A memoir need not be completely truthful for me to enjoy it, but it does have to offer some insight into a life that I would not otherwise have been afforded. Lies themselves can often offer that insight. One point with which I agree in A Jane Austen Education is that sharing personal stories can be a gift to others, a sign of trust, a peek into an extended view of humanity. The share need not be large. Tell me about your crazy dream life or what you wanted to be as a child. Just don't manipulate your rather ordinary rites of passage through life to correspond with your reading schedule through Jane Austen. It will not sit well with me.
Former literature professor, William Deresiewicz, breaks his memoir into seven sections - one for each of Jane Austen's novels plus a conclusion.
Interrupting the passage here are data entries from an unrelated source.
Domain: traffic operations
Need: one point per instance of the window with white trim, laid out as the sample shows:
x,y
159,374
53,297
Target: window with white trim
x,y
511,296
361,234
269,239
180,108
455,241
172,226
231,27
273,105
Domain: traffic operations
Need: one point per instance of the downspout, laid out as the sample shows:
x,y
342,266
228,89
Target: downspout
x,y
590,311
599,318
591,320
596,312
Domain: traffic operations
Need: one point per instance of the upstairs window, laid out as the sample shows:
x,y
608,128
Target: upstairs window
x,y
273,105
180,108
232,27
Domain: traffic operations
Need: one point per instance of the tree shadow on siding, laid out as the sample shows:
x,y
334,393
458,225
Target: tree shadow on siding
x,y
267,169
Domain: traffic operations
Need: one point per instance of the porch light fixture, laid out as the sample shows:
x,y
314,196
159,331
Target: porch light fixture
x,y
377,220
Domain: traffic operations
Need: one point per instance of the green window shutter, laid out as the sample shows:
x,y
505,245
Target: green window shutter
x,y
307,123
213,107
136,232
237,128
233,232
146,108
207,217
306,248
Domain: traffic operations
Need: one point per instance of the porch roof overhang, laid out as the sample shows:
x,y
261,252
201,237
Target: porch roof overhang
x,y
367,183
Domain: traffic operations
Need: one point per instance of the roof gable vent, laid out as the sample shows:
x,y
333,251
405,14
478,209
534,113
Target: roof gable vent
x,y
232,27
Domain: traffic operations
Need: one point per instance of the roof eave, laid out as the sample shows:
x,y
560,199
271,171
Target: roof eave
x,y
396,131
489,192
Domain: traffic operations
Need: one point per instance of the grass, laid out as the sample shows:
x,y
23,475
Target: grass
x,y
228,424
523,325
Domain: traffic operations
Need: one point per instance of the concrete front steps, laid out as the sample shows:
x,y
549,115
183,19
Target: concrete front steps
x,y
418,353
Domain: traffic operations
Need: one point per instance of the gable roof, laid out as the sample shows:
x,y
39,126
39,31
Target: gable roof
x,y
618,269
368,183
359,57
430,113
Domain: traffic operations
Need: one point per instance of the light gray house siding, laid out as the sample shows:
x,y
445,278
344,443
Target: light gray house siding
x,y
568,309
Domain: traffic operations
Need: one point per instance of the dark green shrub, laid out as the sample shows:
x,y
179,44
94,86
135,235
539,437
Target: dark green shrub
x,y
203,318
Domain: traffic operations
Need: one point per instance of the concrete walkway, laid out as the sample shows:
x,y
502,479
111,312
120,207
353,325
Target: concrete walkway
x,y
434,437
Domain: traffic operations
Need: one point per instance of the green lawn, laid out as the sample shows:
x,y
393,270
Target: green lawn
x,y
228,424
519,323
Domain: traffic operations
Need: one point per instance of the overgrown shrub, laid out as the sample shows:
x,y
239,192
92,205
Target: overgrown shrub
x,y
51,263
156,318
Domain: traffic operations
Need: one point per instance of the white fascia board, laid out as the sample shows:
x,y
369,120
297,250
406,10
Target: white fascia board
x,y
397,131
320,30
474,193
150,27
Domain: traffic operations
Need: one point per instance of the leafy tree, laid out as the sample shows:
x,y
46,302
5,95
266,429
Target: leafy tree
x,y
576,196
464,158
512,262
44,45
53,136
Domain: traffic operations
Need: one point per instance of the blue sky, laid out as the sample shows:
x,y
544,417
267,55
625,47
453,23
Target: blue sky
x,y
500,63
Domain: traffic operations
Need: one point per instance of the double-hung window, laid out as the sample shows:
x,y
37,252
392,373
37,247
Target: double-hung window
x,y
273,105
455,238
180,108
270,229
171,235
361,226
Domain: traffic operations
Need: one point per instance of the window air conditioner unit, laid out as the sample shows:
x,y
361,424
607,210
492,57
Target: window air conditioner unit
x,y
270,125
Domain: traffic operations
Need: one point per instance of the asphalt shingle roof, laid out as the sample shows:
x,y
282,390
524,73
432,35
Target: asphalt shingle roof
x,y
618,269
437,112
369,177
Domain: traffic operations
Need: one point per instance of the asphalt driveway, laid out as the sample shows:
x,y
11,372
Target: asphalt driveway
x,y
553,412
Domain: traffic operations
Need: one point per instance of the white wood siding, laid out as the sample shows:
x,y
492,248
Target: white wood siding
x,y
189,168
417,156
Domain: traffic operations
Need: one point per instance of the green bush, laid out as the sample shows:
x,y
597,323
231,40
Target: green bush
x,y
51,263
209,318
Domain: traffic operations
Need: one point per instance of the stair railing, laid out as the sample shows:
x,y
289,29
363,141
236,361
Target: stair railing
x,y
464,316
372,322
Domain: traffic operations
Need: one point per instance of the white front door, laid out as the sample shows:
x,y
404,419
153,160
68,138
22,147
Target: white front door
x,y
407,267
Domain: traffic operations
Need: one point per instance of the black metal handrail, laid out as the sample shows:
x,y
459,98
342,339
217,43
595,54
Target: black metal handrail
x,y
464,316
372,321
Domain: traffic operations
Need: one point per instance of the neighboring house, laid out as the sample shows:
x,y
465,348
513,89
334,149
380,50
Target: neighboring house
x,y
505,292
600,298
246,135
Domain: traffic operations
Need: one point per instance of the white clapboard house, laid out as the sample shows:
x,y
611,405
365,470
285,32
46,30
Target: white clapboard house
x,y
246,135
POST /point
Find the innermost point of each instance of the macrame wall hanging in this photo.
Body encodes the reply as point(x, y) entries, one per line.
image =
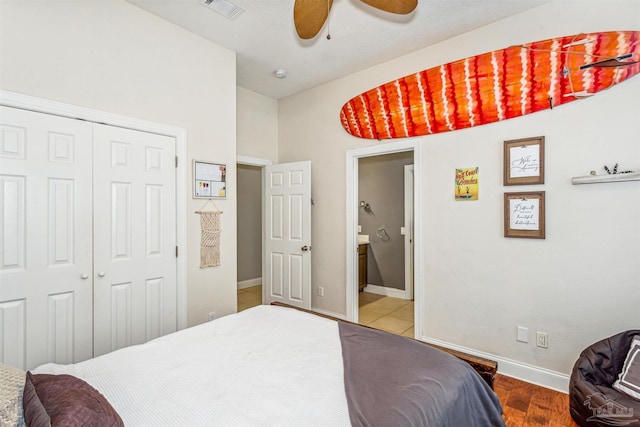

The premise is that he learned an important life lesson from each of Austen's novels at just the right time in his life. The portions that discuss just Austen's books were of some interest to me, but without much depth or anything I did not already know about Austen. Just a pleasant reminder of why Austen still sits atop the canon despite an occasionally underestimated simplicity to her work. But the rest of the book annoyed me. More than a little in parts.
Is a man reading Austen such a rarity that we celebrate it in entire books? Does an appreciation of modernism automatically exclude an appreciation of Austen? Are life lessons like "Pay attention to the everyday things" and "Be honest with your friends" only learned through Austen? The author would have come around to these things eventually with or without her. We can only hope. This book strikes me as an attempt to capitalize on the popularity of Austen, and as obvious pandering to legions of her fans. Nicely packaged, well-written, but perhaps he should have utilized his obviously extensive knowledge of Jane to better end.